Now, under new norms, if the number of qualifying bids have multiple bids from same group, then the next best bid would be considered even though it might fall under the cut-off 50% mark.

“If two qualified bidders are the same company (or group) and have submitted distinct initial price offers, then technically Qualified Bidders at next 1 rank shall also be declared as Qualified Bidders,” the standard tender document for the e-auction said.

To effect the new norm, the tender has introduced a concept of “Distinct Qualified Bidders” who are the bidders from the same group.

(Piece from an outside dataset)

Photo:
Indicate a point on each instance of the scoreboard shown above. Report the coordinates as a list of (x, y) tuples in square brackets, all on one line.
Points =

“In the event that qualified bidders are the same company or corporation or the qualified bidders belong to the same group and they have submitted distinct initial price offers, then the technically qualified bidders at next such number of ranks which shall be equal to total number of ranks held by such qualified bidders in the first 50% of the ranks minus number of distinct qualified bidders, shall also be declared as qualified bidders,” the new norms mentioned.

The possibility of multiple bids from same group crowding out other serious players rose when groups like Vedanta came up with 25 bids for 14 producing blocks or K M Birla group registering 15 bids for eight blocks.

What’s more, there were cases of multiple bids from same company under separate bidder’s registration numbers.

This new change in norms following feedback received from the initial rounds is the reason the government couldn’t conduct the third phase in March as promised.

In another change in norm, which is to discourage non-serious players, bid security of the qualified bidder who has submitted the highest initial offer would be forfeited if that bidders fails to bid in the second round, and no other offers are made resulting in cancellation of the auction.

The time to be taken to conduct the auction has been raised to 64 days from earlier 59 days. It would now take 114 days to issue vesting order, to be done on September 30 against just 88 days, to complete the whole process.